組織内におけるソフトウェアの不正コピーで役員の個人責任を認める初の判決
2003/10/23 更新
(社)コンピュータソフトウェア著作権協会(ACCS)
専務理事 久保田 裕
本日(2003年10月23日)、ACCS、BSA(ビジネス・ソフトウェア・アライアンス)の会員であるアドビシステムズインコーポレーテッド、クォークインク、マイクロソフトコーポレーションの3社が、大阪を中心にコンピュータスクールを経営する株式会社ヘルプデスク(成重義浩代表)らに対し、2002年9月3日に損害賠償を求めて訴訟を提起した事件に関して、大阪地方裁判所(小松一雄裁判長)は、ソフトメーカーの主張をほぼ認めて、会社と代表者に対して総額約3,878万円の損害賠償を命じる判決を言い渡しました。ソフトメーカー3社は、ACCS、BSAの不正コピーに関する情報受付窓口に寄せられた情報を発端として、2000年5月、大阪地裁に証拠保全の申し立てを行い、コンピュータスクール内でのソフトウェアの不正コピーによる著作権の侵害を理由として、今回の訴訟を提起していました。
今回の判決は、会社自体に損害賠償責任があるだけでなく、会社の役員(代表者)についても「代表取締役である被告成重としても、その職務上、自己又はその被告会社従業員をして、本件プログラムの違法複製を行わないように注意すべき義務があったのにこれを怠り、被告成重は、本件プログラムの違法複製を行ったか又はその被告会社従業員がこれを行うのを漫然と放置していた」「本件プログラムの違法複製の防止に関する管理体制が不備であった」として、損害賠償責任があることを認めました。このことは、会社の役員には、ソフトウェアを使用する際に、不正コピーが行われないようにする注意義務があることを意味しており、今後は、役員自らが率先して不正コピーを防止し、企業のコンプライアンスが確保されることが期待されるという意味で特筆すべき判決内容となっています。
また、今回の判決では、実際にソフトウェアがインストールされていた場合だけでなく、証拠保全時には既にパソコンから消去されていた場合であっても、インストールされていた痕跡が認められる場合(各パソコンに痕跡が残っている場合と、パソコンの利用状況などから痕跡が認められる場合)には、ソフトウェアのインストールがあったものと認定されています。

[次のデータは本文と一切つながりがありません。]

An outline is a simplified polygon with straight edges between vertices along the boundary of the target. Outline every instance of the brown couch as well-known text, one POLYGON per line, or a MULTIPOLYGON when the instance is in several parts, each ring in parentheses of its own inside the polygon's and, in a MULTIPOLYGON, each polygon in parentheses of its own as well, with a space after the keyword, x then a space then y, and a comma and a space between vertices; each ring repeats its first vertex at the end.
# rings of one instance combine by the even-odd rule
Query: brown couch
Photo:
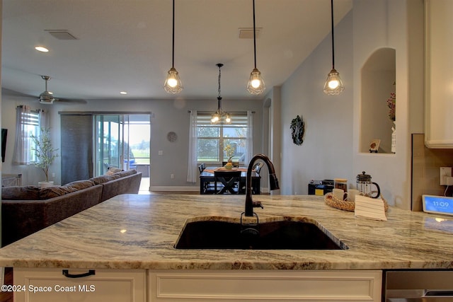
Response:
POLYGON ((142 173, 121 171, 62 186, 1 190, 2 246, 120 194, 138 193, 142 173))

コンピュータソフトに代表されるデジタル情報は、不正コピーが発覚しても、指摘を受けた直後に消去することが可能で、それが不正コピーの一因であるとの指摘がされていました(本件でも、「不自然な痕跡が多数残されているのであって、このような痕跡は、被告らにおいて本件証拠保全手続きを契機として、短時間のうちに異常なプログラム消去を行おうとしたためであると推認せざるを得ない」として、証拠保全の実施中に一部のソフトウェアが消去されていたことが明らかになっています)。今回の判決は、多くの情報がデジタル化されるデジタル情報化社会における侵害事実の認定に一定の方向を示すものとして、高く評価できるものです。
さらに、不正コピーが発覚した後にソフトウェアを購入すれば賠償責任は免れるという主張や、損害賠償が認められるとしても卸価格を基準とするべきであるという主張は退けられました。しかし、具体的な損害賠償額は、対象となったソフトウェア製品の正規品小売価格(×侵害数)とされており、このことは、侵害が発覚したら、予め正規にソフトウェアを取得した場合と同額の金額を支払えばよいという意識すなわち「侵害のし得」感を生み出す温床となる可能性があります。これを防ぐために、組織内で行われるソフトウェアの不正コピーの事案についても、悪質な場合には刑事罰の適用が必要であるとともに、「侵害のし得」を生じさせない民事的な救済制度を創設する必要もあると考えます。
今回のようなソフトウェアの不正コピーが、反復継続して行われると、ソフトウェアメーカーは対価を獲得することができず、新たなソフトウェアの開発に支障が生じてしまうだけでなく、今やソフトウェアがデジタル情報やコンテンツを生み出すのに必要不可欠なものになっている現実を鑑みると、わが国のデジタル情報産業全体の発展に悪影響を及ぼしかねません。
特に、今回の訴訟の対象となった企業は、コンピュータスクールを経営しており、ソフトウェアの使用方法を教授し、ソフトウェアの利用者を育てる業務を行っており、本来ソフトウェアの著作権についても教授し得る立場にありました。にもかかわらず、自らがソフトウェアの著作権侵害を行っていたことは極めて遺憾と言わざるを得ません。
わが国は、知的財産立国を目指し、昨年、知的財産基本法を制定するとともに、本年7月には「知的財産戦略推進計画」を立案し、その実施にとりかかっています。不正コピーを防止することは、知的財産戦略を実践する上の第一歩です。ACCSは、今後ともBSAなどと協力し、わが国のソフトウェアの不正コピーが減少するよう、ソフトウェアの適正な利用について、広くユーザーの皆様の理解を求めて参りたいと考えております。